TiCDC Overview and Usage Scenarios

1. Why TiCDC exists

TiCDC is designed for incremental data replication out of TiDB.

Its two most common goals are:

Disaster recovery and cross-system replication
Data integration for analytics/search/recommendation pipelines

TiDB Binlog solved part of this problem space historically, but TiCDC improves key areas such as scalability, sink throughput, scheduling, and recovery behavior.

Typical improvements include:

Better horizontal scaling by splitting replication workload
Better sink throughput (for example, multi-partition Kafka consumption patterns)
Better scheduling and self-healing under node movement or failure

Binlog vs TiCDC

2. Position in the architecture

TiCDC sits between TiDB and downstream systems.

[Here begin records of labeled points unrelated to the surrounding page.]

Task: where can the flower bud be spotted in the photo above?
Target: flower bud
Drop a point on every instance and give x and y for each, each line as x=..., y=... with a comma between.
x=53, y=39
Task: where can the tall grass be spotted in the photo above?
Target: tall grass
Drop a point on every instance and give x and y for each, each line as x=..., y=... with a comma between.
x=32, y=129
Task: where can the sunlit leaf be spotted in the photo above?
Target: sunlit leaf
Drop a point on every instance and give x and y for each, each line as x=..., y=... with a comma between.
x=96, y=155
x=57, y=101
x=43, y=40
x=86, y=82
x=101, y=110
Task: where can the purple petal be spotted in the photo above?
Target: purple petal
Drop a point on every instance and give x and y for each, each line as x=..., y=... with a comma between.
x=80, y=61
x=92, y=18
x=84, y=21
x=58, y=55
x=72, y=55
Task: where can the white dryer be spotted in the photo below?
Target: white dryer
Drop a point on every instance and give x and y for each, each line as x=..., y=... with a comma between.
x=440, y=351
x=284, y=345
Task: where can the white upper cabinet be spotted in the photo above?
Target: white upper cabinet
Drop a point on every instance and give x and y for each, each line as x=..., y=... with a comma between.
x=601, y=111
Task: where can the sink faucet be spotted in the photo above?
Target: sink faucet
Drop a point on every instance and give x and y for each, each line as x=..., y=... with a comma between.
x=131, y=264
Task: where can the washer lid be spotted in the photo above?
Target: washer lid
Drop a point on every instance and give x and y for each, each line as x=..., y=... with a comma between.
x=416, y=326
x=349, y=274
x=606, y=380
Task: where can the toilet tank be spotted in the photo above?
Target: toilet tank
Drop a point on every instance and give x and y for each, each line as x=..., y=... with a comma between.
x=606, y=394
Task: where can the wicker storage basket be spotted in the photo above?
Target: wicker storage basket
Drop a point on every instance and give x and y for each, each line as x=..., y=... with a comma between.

Typical upstream/downstream flow:

App -> TiDB -> TiCDC -> Kafka/MySQL/other consumers

It enables TiDB to become part of a larger data platform instead of staying isolated in one transactional path.

Upstream and downstream

3. Typical production scenarios

3.1 Xiaohongshu

A common pattern is:

TiDB -> TiCDC -> Kafka -> Flink -> TiDB

This supports content-related processing, recommendation tagging, and growth-oriented analytics pipelines.

Xiaohongshu case

3.2 Haier Smart Home

A common pattern is:

TiDB -> TiCDC -> Kafka -> Elasticsearch

This supports near real-time indexing and search use cases.

Haier case

3.3 360

Typical goals include:

Incremental extraction
Dual-cluster hot backup
Stream processing integration

4. Quick start

4.1 Deploy TiCDC nodes with TiUP

tiup cluster display tidb-test

If TiCDC nodes are not present, add them through a scale-out file.

# scale-out-cdc.yaml
cdc_servers:
  - host: 172.16.6.155
    gc-ttl: 86400
    data_dir: /data/deploy/install/data/cdc-8300
  - host: 172.16.6.196
    gc-ttl: 86400
    data_dir: /data/deploy/install/data/cdc-8300

tiup cluster scale-out tidb-test scale-out-cdc.yaml

4.2 Create a Kafka sink changefeed

tiup cdc cli changefeed create --pd=http://172.16.6.155:2379 \
  --sink-uri="kafka://172.16.6.155:9092/tidb-test?protocol=canal-json&kafka-version=2.4.0&partition-num=2&max-message-bytes=67108864&replication-factor=1"

Then consume from Kafka and validate DML/DDL events.

4.3 Create a MySQL sink changefeed

tiup cdc cli changefeed create --pd=http://172.16.6.155:2379 \
  --sink-uri="mysql://jan:123123@172.16.6.155:3306/?time-zone=&worker-count=16&max-txn-row=5000" \
  --changefeed-id="simple-replication-task" \
  --sort-engine="unified" \
  --config=changefeed.toml

5. Operational checkpoints

When troubleshooting TiCDC in production, prioritize:

Checkpoint lag and resolved-ts progression
Sink throughput and backpressure behavior
Capture scheduling balance and rebalance frequency
Error events in changefeed state and sink logs